I figured she meant the concept of falling in love and not the beading needle perched between her lips.

Bruce and I had had “the heavy conversation” more than once. I knew from the first day I met him what his passions were and, while “take it or leave it” sounded cold, it made sense to the two logical people we were. I guessed I’d been lucky that this was the first time my logic and commitment were being put to the test.

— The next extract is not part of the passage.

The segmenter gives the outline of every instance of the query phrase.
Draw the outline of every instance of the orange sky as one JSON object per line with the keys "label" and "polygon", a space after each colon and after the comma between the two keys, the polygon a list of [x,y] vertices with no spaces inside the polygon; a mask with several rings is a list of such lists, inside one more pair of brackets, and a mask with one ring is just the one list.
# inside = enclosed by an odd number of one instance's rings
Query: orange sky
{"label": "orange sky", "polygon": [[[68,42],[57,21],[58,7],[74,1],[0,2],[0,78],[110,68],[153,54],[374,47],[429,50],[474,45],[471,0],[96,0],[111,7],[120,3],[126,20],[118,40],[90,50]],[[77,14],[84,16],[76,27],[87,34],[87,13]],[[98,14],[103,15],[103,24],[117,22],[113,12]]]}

Understanding was one thing in theory, another in practice.

I went back to my search.

It was harder than I thought to find information on the weather, hidden by ads, special offers, and promotional material.

I inadvertently downloaded an ad for two sizes of ice screws, and another one for helmets, followed by the writer’s hot picks for ropes and harnesses. I learned that New Hampshire was the best place in the country for ice climbing, that is, according to New Hampshire itself. Mount Washington boasted the highest point in the northeast at more than six thousand feet. And so on, with praise for the terrain, multi-pitch ice, and alpine climbs.